EUROBLOWN: Why Spain will fall down – but stand up to the Brussels Sprouts

Luis de Quindos

Standing out like a sore thumb at Zero Hedge at the minute is Tyler Durden’s latest piece on the subject of why Spain’s main achievement in 2012 is likely to be eclipsing the Greek moon of faux rescue with a default of supernova proportions. It is an excellent analysis, in that its bullet points go straight to the brain of the EU. Quoting Carmel Asset Management, ZH concludes – quite correctly in my view – that ‘Spain’s problems are worse than the market anticipates’.

Last Friday, Spain only sold 2.6 billion euros at debt auction. That was at the bottom end of the 3.5 billion euro level many Spaniards hoped to raise from the sales of bonds that mature in 2015, 2016 and 2020.

But there are other considerations of a cultural nature that make Spain a Krakatoa blast rather than an Etna rumble.

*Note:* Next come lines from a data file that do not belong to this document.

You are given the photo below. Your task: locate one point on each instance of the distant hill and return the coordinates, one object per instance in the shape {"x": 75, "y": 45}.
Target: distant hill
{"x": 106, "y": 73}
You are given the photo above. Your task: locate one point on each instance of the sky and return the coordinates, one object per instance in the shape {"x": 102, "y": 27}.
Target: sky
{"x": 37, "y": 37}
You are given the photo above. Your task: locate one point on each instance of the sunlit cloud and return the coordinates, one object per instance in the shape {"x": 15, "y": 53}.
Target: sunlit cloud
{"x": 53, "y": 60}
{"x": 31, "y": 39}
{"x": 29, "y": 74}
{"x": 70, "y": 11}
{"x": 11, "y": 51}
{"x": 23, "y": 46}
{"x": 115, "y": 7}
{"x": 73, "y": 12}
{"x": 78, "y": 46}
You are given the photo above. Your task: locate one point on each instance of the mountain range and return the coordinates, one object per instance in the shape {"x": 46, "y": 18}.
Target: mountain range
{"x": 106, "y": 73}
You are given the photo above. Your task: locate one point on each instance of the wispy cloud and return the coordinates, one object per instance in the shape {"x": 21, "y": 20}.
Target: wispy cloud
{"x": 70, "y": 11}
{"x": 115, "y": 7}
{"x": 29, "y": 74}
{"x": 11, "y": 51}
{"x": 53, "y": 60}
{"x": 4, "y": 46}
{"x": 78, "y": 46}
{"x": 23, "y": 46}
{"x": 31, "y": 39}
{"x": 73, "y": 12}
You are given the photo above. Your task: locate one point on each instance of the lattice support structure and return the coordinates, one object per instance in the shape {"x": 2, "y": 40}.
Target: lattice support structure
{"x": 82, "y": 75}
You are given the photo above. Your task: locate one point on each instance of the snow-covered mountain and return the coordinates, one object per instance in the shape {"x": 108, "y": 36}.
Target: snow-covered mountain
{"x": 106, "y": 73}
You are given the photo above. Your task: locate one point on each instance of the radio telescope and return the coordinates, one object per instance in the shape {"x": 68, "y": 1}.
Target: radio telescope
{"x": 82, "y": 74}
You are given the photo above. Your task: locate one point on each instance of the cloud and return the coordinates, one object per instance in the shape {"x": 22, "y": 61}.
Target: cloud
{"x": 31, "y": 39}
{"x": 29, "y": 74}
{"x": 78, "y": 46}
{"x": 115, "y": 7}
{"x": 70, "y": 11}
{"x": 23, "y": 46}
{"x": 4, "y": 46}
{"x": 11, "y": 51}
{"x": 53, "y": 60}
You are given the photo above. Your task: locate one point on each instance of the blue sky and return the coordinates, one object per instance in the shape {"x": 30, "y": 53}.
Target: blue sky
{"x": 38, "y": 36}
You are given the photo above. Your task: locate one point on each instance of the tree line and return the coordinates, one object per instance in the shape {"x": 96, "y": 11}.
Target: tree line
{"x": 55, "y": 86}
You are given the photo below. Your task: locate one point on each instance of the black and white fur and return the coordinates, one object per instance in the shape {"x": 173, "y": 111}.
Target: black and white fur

And I offer that view chiefly in the context of the EU’s mad, denialist hubris when it comes to escape from debt.

Much of my opinion relates to the country’s technocrat Finance Minister Luís de Guindos. For Luis never worked at Goldman Sachs: he may be just as right-wing, but Senor de Guindos is Spanish to the core. This bloke knows full well the profundity of excrement in which Spain finds itself, but he is wonderfully free of the arm-up-the-back Goldman-Brussels-Berlin bollocks that make Lucas Papademos look a jerk, Mario Monti a sneak, and Mario Draghi a dark star in the eurozone firmament of Black Holes.

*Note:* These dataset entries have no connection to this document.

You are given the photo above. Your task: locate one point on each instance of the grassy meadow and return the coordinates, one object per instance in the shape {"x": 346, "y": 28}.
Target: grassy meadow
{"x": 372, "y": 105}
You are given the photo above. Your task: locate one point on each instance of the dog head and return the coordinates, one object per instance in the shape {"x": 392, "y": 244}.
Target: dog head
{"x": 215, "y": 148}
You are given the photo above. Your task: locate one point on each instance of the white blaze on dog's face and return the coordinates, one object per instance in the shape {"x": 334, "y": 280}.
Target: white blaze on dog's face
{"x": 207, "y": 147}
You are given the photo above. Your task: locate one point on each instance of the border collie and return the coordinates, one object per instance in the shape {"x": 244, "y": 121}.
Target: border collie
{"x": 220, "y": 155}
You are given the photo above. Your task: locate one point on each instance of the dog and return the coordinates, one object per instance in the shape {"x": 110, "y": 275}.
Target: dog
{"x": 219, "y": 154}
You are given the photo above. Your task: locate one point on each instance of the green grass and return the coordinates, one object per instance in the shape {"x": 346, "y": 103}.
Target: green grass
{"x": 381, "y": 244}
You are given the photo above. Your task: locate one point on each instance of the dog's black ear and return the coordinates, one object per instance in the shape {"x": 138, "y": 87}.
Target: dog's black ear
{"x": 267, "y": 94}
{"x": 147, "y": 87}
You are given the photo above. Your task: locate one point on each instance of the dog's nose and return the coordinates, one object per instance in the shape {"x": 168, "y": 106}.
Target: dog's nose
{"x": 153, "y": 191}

My information is that Guindos is the steel spine behind Premier Rajoy’s opposition to Troika delusion when it comes to the art of the possible.

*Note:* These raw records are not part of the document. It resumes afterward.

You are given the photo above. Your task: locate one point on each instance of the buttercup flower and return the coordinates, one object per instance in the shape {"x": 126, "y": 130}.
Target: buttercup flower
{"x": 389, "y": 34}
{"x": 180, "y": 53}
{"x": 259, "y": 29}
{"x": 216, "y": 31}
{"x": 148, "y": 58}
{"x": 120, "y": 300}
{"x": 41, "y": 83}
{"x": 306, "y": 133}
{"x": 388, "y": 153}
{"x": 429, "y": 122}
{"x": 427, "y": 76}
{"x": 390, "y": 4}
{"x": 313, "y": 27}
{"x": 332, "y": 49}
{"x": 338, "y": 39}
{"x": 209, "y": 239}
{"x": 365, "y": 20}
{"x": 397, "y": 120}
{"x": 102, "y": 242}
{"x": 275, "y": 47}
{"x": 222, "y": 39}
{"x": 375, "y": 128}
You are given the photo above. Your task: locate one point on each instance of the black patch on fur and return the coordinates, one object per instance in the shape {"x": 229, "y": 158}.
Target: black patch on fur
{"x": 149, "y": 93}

Thus we are presented with a situation both alarming and exhilarating at one and the same time. That is to say, Spain heading inevitably towards the need for a bailout the EU cannot afford….and at the same time, an elite in Madrid obviously unwilling to bow down to the hitherto invincible Troika.

The logical – almost inevitable – outcome of all this is a very messy (and possibly sudden) divorce. And if Mario Draghi hasn’t been able to push the printing button in time, then The Slog’s view is that Luís de Guindos will go down in history as the man who fired the final silver bullet into the brain of the euro.